Things No One Told You About Being a Nurse

It’s a commonly known fact about nurses that they put their own lives in danger in the way of serving and taking care of their patients. Apart from those primary duties, what else do the nurses do?

Nurses take care of a lot of other responsibilities that are not commonly associated with them.

In this article, we will look at some of the things that no one mentions when talking about nurses and what they do.

  1. Communication Skills

Nurses have to communicate with their employers, patients, families, staff, administration, and doctors all the time. This is an obvious fact, as in a hospital setting there is no getting around communicating with professionals performing different roles.

Most nurses adopt good communication skills while on the job, which means that nursing will make a good communicator out of you.

Even if you have been focusing on your communication skills during your time in the nursing college, the actual communication challenges and practice happens when you’re taking care of the patients.

As a nurse, you will frequently communicate information to the doctors, fill out patient charts, and put patient records in the electronic patient portals and systems.

  1. You will face racism or discrimination

Although healthcare professionals vow not to discriminate on any basis, including race, color, caste, religion, social status, or economic standing, but nurses still have to face and fight instances of racism and discrimination from time to time.

Healthcare, sadly, is not without its own fair share of racial and ethnic discrimination. Sometimes, a patient of color is discriminated against or someone on the staff with certain religious affiliations gets bullied for his beliefs.

These instances pose an ethical dilemma in nursing, which can limit one’s ability to provide care. Nurses are educated on their ethical responsibilities at the nursing school and supposed to strictly adhere to the principles of equal healthcare.

  1. Nursing is extremely demanding

There are misconceptions that role of the nurses is to administer medications or serve food to patients. In reality, nursing is much more demanding and nurses can also perform other health-related highly skilled tasks that sometimes the doctors delegate them.

They spend a major part of the shift on their feet, walking and running from patient to patient, ward to ward, floor to floor, and take out medicines and administer them to the patients.

Besides these, nurses also perform assistive duties to the patients, helping them walk, maintain posture, or sit up in their bed.

  1. Taking short power naps

Working shifts that span over 12 hours, nurses can tell you the true value of taking a full night’s rest. Often sleep deprived, nurses learn sneak a nap or two in the middle of the shift when they have absolutely nothing to do.

You can also let a colleague of yours on the staff to fill in for you for an hour or more, so you can get your snoozes in.

  1. Keeping emotions under control

A nurse’s job is not only physically demanding but also emotionally tiring. You get to see death, trauma, and pain on a daily basis.

This much exposure to pain and misery can easily take a toll on your mental and physical health unless you learn to keep your emotions under check.

A nurse doesn’t have the option of breaking down crying after witnessing a traumatic scene at the hospital. To administer proper care to their patients, they have to learn to command their emotional side.

On the other hand, however, nurses shouldn’t abandon compassion and empathy for the patients—these are indispensable traits for a nurse.

You have to draw a line between empathic and compassionate and getting attached to the patients.

  1. Your social and work-life will overlap

Shows like The Good Doctor or Grey’s Anatomy etc., accurately depict the lives of medical professionals, including those of the nurses, developing close bonds with their colleagues in the hospital. The result is that the boundary between their social and work life often get blurred.

Nurses have to spend hours in the hospital with their colleagues. Facing high stake situations together brings them closer.

  1. Be ready to learn from mistakes

Nursing is a profession with great responsibility because even a small mistake can bring dire consequences for the patients. Mistakes that are unintentional and result from honest miscalculations may be unavoidable, but they take a serious toll on your health and work.

But you should be ready to let go once you have learnt your lesson. Constanlty fretting about a mistake will make you commit more of them.
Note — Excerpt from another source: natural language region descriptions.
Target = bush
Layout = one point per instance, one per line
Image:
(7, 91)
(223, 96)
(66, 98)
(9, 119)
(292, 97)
  1. You will be exposed to traumatic experiences

Witnessing death of a patient is part of the nursing profession, and no theoretical information can ready you for it. You can ace all your tests and nursing concepts, be well-versed in patient care, and learn to apply evidence-based practice in your service, but handling the death of a patient will shake you.

The only way you can learn to deal with them is to actually face them. Senior nurses can help out the fresh ones with their emotions and get past the trauma. Reach out to those in your staff that have been through such situations and confide in them your feelings; they will be able to guide you through it.
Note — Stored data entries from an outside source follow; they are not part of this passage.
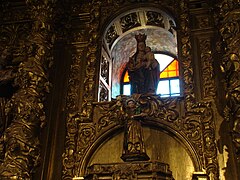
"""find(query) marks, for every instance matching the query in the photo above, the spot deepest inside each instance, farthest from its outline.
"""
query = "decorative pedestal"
(130, 170)
(135, 157)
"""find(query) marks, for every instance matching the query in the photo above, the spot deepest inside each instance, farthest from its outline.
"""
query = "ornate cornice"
(228, 19)
(25, 109)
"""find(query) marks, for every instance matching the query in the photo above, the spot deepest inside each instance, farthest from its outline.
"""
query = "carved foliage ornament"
(25, 108)
(230, 33)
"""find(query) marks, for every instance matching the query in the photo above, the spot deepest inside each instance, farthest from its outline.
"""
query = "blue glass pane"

  1. You will develop a sense of humor

Even if you don’t have a sense of humor, you will develop a sense of humor and learn to take things lightly. Faced with difficult situations on a daily basis, working a stressful job, for extended working hours, humour can become a coping mechanism for a nurse to get past the difficult times.

Conclusion

Nursing is a versatile career. Even if you are a nursing student, there is a lot that you still might not know about the profession. Only nurses who have spent time on the workforce know the above-mentioned facts about nursing to be true. You will learn to be resilient, emotionally strong, and practice empathy and compassion toward your patients.